I have heard claims  that "the banks are causing a huge increase in suicides in Ireland". I wonder if it's true.


----------



## Brendan Burgess (12 Jun 2014)

*National Office for Suicide Prevention Annual Report   2012*


" Despite two successive decreases the rate in 2012 was still 12% higher than in 2007, the year before the economic recession"

"Ireland has the 6th lowest rate of death by suicide in the EU, compared with the lowest rate of 3.9 in Greece and the highest of 34.0 in Lithuania. There is little difference when this data is further broken down by gender. The comparison is less favourable for younger groups. Ireland ranks fourth highest in the EU for deaths by suicide for 5-24 yr olds, at 13.9 per 100,000 population"

It's probably unemployment rather than "the banks" which accounts for the increased level.


----------



## dereko1969 (12 Jun 2014)

What happened to suicide rates between 2001 and 2008 - is there a correlation between suicide and GDP?

What happened in previous recessions?


----------



## suarez (12 Jun 2014)

There are multiple causal factors - societal,cultural, psychosocial, psycho-emotional, historical antecedents, alcohol consumption, impulsivity, etc. - involved in every suicide.  It is notoriously difficult to extract meaning from suicide statistics.  Often times, suicide trends make no sense to even the trained eye.
After all, if the recession is such a causal factor why has Greece got the lowest suicide rate of 3.9%, when its unemployment rate stands at a whopping 27.3% and levels of government and personal indebtedness are quite staggering?


----------



## elcato (13 Jun 2014)

44% of me agrees with you but only 27% of me thinks that I'm right. On the other hand 78% of me likes Coca cola.


----------



## RainyDay (13 Jun 2014)

I did hear that a big part of the success of a recent anti-male suicide campaign in Australia in recent years was the provision of financial counselling along with the usual psychological counselling,


----------



## Gerry Canning (13 Jun 2014)

Inclined to agree with Brendan that is Unemployment that is a big driver of suicide.

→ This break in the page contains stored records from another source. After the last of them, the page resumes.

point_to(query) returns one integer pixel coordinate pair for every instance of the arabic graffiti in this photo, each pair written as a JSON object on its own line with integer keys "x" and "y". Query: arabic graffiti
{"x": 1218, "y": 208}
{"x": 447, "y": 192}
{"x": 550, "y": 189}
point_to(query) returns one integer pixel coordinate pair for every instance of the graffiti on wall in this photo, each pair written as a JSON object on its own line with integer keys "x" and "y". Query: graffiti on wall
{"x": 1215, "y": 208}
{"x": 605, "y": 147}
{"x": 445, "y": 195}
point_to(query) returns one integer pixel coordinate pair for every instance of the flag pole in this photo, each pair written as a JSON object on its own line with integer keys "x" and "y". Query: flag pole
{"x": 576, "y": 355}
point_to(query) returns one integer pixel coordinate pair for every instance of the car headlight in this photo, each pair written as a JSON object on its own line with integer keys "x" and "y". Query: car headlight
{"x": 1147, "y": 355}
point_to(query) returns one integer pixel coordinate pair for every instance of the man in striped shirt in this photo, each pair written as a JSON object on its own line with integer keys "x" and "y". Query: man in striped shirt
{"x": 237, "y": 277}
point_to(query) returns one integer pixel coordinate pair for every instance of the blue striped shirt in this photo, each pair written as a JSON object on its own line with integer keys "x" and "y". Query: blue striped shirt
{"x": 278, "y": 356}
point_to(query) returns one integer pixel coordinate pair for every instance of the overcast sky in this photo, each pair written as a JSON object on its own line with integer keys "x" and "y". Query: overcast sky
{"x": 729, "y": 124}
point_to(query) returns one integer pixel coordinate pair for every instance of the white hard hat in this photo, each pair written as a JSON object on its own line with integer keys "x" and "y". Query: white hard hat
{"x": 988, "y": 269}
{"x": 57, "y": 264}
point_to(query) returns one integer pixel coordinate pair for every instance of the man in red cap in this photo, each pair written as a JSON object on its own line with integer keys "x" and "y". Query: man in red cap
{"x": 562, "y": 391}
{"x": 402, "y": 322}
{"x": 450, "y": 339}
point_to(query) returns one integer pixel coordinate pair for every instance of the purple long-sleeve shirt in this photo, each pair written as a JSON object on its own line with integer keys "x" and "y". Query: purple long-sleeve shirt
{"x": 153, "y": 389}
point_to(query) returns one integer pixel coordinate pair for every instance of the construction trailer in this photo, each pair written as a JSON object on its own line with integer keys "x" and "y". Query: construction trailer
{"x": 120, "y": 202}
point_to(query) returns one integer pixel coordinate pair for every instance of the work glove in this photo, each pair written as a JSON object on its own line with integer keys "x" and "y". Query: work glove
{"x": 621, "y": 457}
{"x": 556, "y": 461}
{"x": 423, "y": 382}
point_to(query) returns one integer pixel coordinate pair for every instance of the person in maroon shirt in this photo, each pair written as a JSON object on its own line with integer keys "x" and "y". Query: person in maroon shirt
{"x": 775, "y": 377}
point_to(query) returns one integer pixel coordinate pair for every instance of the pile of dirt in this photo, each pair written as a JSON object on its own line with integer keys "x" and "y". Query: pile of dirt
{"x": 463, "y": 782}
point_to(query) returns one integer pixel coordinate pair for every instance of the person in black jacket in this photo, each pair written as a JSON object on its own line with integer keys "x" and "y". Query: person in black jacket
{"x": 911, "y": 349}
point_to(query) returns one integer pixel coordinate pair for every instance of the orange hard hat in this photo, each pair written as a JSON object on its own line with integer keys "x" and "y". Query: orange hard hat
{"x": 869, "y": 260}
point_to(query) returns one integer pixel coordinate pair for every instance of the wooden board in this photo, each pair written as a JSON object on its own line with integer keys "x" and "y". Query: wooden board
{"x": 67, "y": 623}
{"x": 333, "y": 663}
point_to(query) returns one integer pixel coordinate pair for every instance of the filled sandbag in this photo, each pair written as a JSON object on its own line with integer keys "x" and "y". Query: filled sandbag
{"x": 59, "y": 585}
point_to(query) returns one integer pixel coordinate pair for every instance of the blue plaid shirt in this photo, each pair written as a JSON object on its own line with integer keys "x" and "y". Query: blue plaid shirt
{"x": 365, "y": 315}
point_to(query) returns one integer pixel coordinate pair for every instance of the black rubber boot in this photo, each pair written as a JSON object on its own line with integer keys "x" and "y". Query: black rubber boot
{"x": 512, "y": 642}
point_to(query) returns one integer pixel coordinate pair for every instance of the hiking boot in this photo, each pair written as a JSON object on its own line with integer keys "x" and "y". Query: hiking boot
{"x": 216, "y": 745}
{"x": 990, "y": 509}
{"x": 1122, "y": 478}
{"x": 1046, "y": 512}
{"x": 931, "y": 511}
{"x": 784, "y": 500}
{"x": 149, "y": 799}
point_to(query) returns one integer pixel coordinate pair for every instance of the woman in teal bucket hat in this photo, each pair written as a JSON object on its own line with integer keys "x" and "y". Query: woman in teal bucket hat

When unemployed ,Banks do not get paid = money/family stress.
So Banks are more an effect rather than cause.
You could of course argue that Banks had a disproportionate negative effect on the unemployment by their actions.
Suarez; 
Interesting your 3.9% on Greece. 
This sad issue is certainly not simple , but I suppose we like to try to, in some way put understanding on its causes. 
Elcato; 
Yup, statistics on social issues are poor at divining reasons .


----------



## dereko1969 (13 Jun 2014)

*An earlier period of increasing unemployment in the 1990s saw suicide rates go down in both Sweden and Finland.* The suicide rates in those countries stayed the same during the latest recession, bucking the trend elsewhere.

It would seem that treatment and investment in mental health was the determining factor in those countries.

Interestingly Canada saw an increase of 4.6% in the same period and I was under the impression that Canada had avoided the recession.


----------



## gianni (13 Jun 2014)

There may be some difference between _actual _suicide rates and _reported _suicide rates. Particularly in certain countries with strong (but fading) links to religious doctrine that stigmatizes suicide.


----------